RebeccaNoodles · 30/06/2016 11:47

The EU was doing things that successive governments either couldn't or wouldn't. So the real, tangible benefits that the EU brought to Wales, the NE, etc, could never really be acknowledged let alone credited

Yes, good point. I think it's also true that people in poorer UK areas that received funding might not exactly like the idea of receiving 'charity' from the EU, either. After all, if they belong to a rich country, why should they? Kind of hard to answer.

It raises such a marked difference though between the way the UK sees Europe and how other countries do. I think the UK (up until last week anyway) saw Europe in a very pragmatic, transactional way - What do we put in/What do we get out. Like a bank, or other service.

For people growing up in a poor European country (like me!) it was so, so different. The EU was maybe more like a building society or community centre, but so much more than that. It represented hope, opportunity, investment - the promise that you would be taking for a while but only in order to help you get rich, and then you could become a net contributor again. Despite the recent disasters and their hard line, it has worked for my country and I can't imagine anyone voting Leave ever, in a million years.
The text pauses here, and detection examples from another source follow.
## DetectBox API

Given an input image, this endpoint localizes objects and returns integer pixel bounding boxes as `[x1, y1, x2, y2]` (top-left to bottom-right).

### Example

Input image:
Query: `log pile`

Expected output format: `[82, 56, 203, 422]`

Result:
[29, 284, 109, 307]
There's also the political ideal. The fact of Germany, France and later Poland, all coming together to decide things for their mutual prosperity and benefit. Can you even imagine that, in 1945? Impossible. But it happened.
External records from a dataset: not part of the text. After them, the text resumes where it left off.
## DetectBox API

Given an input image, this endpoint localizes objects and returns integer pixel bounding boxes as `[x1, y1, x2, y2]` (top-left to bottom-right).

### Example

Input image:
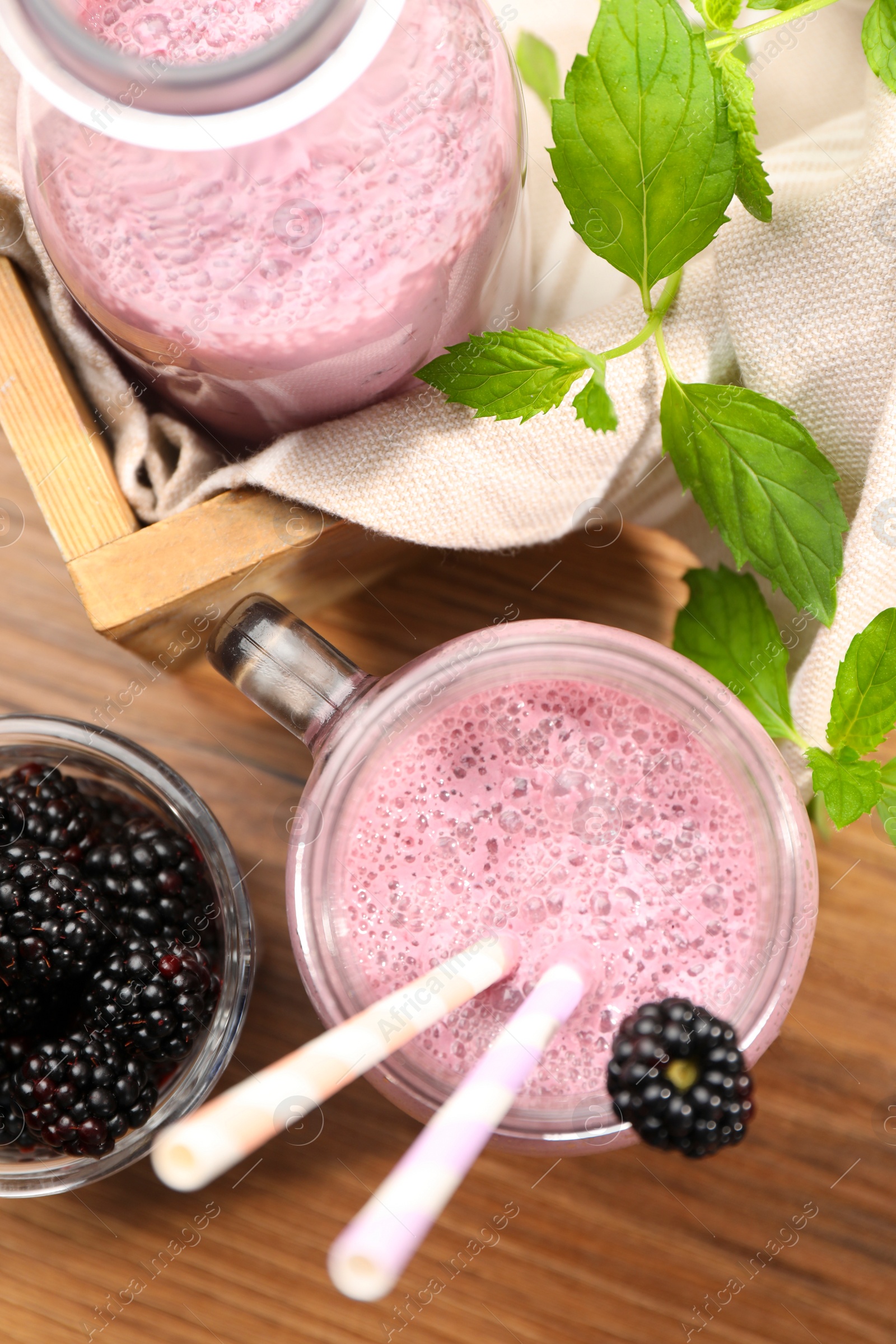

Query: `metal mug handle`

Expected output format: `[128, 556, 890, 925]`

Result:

Now the EU is unique in the world, as a group of countries that help each other prosper, and hold each other accountable to standards of international law and democracy. That is why Turkey cannot enter, and won't until it becomes undemocratic. That is how the EU were able to block the far right in Austria from getting in. This is why the far right in Europe (Marine le Pen, the crazy Dutch guy) are rejoicing over Brexit.

This is the thing that is so precious. And this is what I'm so scared will be broken - years and years of patient diplomacy and goodwill. If the UK wants to leave, of course that's fine, though it will be missed. But the current delaying and prevaricating is so damaging to Europe's unity.

I know I sound mad but I am actually in tears as I write this. I feel so ashamed that I never saw this coming and didn't communicate how I feel about Europe before it was too late.

It will all be OK, I'm sure! I hope. The uncertainty is very difficult and I hope it all gets resolved soon.

Margrethe · 30/06/2016 12:24

Super article by Eric Beinhocker (Economist at Oxford, don't worry short and easy to read!)

www.theatlantic.com/politics/archive/2016/06/brexit-voters-self-interest/489350/?utm_source=atlfb

"The reason the Remain camp lost was that they didn’t understand the game they were playing. They thought they were playing a rational game, appealing to people’s pocketbooks and sense of security. They fought their campaign with facts and figures and by highlighting the risks of Brexit. But the voters were playing the Ultimatum Game. Leave understood this and fought with promises to “take back control.”"

Basically, people were so angry about not being treated fairly that they were willing to blow the whole economy up to get back at the people who seemed to be benefitting from the status quo, even if they had to hurt themselves in the process. We are wired to behave this way.